The debate over new bills barring censorship is routinely simplified into a debate over the First Amendment and whether online platforms amount to a public forum in which Americans have the right to speak freely.

“This is not necessarily about the free speech of a company, this is about the free speech of individuals who are engaging on what they believed were common carriers and basically your public square where dialogue and speech happens in our modern day,” Wiggam said at the hearing.

Those who oppose the new bills flatly reject that argument, citing federal law that absolves them of responsibility for information posted on their platforms by individuals.

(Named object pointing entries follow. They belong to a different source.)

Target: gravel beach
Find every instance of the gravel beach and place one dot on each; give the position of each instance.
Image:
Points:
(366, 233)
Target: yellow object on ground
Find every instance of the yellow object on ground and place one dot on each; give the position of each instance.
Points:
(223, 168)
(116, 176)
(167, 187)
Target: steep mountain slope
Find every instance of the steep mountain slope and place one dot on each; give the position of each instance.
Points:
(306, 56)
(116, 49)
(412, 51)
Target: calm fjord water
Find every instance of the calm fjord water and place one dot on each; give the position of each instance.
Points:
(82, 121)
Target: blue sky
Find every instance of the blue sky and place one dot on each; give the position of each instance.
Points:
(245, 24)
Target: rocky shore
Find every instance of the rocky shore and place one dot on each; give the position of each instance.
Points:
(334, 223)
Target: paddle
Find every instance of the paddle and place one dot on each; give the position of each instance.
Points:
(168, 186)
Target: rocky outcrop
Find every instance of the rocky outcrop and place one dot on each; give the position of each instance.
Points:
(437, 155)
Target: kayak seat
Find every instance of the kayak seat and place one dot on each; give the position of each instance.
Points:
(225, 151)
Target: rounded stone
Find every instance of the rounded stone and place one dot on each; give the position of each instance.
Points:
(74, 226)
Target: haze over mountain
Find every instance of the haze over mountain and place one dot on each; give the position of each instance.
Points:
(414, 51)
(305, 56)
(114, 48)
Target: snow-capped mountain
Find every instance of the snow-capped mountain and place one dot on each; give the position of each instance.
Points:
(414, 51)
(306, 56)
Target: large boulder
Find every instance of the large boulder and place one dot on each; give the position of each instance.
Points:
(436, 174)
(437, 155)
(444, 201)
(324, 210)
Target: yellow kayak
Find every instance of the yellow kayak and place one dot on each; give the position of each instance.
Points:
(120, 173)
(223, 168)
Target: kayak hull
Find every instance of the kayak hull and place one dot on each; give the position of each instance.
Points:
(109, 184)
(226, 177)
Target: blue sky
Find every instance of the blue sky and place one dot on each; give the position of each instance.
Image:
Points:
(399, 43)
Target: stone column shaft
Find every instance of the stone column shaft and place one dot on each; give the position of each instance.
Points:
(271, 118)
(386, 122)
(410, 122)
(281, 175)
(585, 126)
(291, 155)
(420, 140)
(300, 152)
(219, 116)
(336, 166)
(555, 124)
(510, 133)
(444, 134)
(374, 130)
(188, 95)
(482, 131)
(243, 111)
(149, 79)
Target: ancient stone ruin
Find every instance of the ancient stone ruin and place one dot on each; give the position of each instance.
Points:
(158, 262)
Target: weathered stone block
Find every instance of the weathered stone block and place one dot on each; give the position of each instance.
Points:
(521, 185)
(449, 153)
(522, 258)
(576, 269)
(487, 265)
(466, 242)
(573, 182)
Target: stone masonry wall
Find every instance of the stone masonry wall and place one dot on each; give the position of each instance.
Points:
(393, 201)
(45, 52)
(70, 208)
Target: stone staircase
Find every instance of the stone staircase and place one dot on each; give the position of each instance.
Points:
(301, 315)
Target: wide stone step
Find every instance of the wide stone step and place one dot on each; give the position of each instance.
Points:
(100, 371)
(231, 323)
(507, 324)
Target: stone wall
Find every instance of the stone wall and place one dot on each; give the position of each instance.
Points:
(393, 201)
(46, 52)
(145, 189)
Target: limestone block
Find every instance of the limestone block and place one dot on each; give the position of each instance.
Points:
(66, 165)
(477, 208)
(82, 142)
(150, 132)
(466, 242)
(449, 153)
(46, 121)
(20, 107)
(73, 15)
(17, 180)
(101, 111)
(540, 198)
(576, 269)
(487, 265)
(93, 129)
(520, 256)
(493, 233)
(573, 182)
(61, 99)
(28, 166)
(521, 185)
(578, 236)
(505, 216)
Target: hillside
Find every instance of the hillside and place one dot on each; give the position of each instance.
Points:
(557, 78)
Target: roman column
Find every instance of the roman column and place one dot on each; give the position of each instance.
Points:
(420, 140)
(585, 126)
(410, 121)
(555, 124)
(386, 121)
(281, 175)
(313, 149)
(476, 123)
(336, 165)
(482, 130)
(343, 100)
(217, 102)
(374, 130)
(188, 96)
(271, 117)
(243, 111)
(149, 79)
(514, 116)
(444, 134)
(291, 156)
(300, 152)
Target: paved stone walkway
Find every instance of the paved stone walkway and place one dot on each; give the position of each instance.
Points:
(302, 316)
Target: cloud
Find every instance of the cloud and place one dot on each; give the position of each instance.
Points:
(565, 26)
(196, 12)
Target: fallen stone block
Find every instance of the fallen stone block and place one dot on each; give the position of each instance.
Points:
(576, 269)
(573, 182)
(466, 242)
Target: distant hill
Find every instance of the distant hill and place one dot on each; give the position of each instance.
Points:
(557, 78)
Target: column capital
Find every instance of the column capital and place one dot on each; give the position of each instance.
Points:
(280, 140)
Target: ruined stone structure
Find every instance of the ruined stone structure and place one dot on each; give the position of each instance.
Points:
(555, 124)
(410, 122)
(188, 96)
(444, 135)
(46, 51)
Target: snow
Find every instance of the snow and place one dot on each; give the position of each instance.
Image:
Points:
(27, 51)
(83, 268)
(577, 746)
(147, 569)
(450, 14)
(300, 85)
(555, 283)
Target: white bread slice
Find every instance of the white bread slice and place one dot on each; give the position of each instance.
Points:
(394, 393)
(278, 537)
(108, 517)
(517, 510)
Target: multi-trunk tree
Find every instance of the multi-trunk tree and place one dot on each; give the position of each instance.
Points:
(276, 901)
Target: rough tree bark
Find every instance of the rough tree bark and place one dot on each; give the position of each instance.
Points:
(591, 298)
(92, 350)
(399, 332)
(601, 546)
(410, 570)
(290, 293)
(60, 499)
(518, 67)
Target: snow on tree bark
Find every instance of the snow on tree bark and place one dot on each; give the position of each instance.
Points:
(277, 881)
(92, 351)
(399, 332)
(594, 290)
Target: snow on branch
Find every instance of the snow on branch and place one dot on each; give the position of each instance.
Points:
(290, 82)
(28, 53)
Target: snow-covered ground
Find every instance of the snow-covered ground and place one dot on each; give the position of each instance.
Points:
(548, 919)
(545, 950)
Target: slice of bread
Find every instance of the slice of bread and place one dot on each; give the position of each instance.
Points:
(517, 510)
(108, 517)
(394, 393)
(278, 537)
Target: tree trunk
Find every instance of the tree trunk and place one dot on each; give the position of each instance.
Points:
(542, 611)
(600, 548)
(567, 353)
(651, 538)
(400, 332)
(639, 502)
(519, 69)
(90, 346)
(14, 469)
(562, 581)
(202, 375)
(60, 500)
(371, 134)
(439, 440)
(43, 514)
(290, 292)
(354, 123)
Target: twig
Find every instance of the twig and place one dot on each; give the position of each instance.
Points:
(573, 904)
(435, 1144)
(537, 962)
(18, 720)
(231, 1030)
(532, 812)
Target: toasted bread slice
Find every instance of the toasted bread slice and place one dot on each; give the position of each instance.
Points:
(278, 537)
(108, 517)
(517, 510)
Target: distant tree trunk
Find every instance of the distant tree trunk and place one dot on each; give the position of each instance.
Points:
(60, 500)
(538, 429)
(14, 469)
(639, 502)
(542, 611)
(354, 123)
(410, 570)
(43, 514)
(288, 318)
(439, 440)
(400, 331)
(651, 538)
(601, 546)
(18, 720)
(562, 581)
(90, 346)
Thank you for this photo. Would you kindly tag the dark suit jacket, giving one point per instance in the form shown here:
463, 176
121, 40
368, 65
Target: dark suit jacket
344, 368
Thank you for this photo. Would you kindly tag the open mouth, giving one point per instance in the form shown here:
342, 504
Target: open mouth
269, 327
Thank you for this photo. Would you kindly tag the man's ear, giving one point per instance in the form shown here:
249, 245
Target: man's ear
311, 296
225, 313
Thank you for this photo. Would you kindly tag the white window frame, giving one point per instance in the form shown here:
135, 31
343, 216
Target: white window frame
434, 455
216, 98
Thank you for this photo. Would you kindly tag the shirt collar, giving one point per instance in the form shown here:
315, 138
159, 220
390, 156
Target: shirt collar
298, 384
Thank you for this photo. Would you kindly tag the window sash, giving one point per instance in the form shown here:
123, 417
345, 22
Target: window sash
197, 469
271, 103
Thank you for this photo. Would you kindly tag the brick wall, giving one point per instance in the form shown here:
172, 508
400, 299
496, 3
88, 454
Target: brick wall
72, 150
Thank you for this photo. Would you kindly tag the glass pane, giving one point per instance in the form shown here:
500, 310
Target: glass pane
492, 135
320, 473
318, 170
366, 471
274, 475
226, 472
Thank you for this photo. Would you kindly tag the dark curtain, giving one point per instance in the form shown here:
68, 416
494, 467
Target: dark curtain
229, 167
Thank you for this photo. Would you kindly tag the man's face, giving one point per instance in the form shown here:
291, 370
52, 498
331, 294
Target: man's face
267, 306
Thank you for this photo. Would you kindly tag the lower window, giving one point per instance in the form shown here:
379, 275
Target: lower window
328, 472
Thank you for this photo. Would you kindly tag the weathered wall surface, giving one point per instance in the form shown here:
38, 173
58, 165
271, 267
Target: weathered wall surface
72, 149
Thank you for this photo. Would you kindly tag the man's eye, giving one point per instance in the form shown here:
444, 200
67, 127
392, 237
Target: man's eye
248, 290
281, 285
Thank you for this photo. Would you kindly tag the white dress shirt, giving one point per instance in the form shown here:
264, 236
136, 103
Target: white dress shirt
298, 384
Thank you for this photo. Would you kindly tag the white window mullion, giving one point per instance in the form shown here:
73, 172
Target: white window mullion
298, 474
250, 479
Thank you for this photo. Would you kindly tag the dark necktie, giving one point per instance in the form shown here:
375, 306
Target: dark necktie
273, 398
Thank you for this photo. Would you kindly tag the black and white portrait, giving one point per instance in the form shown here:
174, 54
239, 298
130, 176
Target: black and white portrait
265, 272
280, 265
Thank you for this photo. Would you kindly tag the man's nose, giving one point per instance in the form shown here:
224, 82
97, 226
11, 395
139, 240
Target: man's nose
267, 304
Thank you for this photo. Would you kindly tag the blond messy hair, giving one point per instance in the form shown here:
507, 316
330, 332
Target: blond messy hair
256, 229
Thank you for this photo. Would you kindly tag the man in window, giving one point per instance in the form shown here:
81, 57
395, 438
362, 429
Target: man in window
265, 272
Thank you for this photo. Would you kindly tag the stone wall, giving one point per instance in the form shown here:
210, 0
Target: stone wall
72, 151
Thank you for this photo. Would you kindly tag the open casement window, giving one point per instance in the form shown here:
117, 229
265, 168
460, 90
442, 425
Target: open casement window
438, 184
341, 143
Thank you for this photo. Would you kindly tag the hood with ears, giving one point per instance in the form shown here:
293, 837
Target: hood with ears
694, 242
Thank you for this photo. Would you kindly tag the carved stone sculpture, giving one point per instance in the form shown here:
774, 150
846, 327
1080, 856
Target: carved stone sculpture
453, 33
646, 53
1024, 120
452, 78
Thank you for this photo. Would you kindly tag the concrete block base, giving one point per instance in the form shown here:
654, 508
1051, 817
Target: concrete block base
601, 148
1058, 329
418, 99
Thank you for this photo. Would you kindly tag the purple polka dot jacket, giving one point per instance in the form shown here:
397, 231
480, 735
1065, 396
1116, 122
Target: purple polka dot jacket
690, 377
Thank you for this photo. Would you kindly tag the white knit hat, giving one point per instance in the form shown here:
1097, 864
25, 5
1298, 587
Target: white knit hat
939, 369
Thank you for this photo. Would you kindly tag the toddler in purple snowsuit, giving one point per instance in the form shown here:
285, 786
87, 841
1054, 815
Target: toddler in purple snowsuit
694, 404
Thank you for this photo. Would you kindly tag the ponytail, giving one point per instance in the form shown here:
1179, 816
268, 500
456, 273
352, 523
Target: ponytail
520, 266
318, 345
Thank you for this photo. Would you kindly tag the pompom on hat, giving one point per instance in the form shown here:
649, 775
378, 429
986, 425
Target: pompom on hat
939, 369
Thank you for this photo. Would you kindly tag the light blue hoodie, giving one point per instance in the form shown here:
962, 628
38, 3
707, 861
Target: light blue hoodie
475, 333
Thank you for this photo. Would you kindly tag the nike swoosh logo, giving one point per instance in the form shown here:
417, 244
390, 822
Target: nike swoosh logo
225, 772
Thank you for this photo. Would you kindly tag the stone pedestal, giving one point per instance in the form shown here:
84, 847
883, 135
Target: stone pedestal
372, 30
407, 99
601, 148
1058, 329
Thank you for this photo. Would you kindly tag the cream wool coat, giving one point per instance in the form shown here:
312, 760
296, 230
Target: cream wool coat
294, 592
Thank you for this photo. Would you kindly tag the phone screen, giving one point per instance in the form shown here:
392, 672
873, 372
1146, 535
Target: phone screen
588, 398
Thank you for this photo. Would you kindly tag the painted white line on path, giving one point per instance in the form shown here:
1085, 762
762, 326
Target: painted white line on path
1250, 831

“The First Amendment applies to state action, and these companies are not arms of the state,” Lekas said. “It is somewhat ironic that you have proponents talking about preserving free speech when what the bills would do would be to infringe on the free speech of these companies.”

Facebook and other companies have called for reforms to that federal law, Section 230 of the Communications Decency Act, passed in 1996. But Congress has been unable to advance any such reform, leading to fears that the states will take action first.

“Social media companies are global companies, and we believe any regulation should be done at the federal level,” said Brian Waller, president of the Technology Association of Iowa, which has lobbied against his state’s version of the bill.

“The internet is not confined to any one particular state,” Lekas said. “There are certainly ways to moderate access and content to focus on additional protections for certain populations, such as children. But to have a different set of rules of what’s available on the internet in Ohio versus what’s available on the internet in Michigan is unworkable.”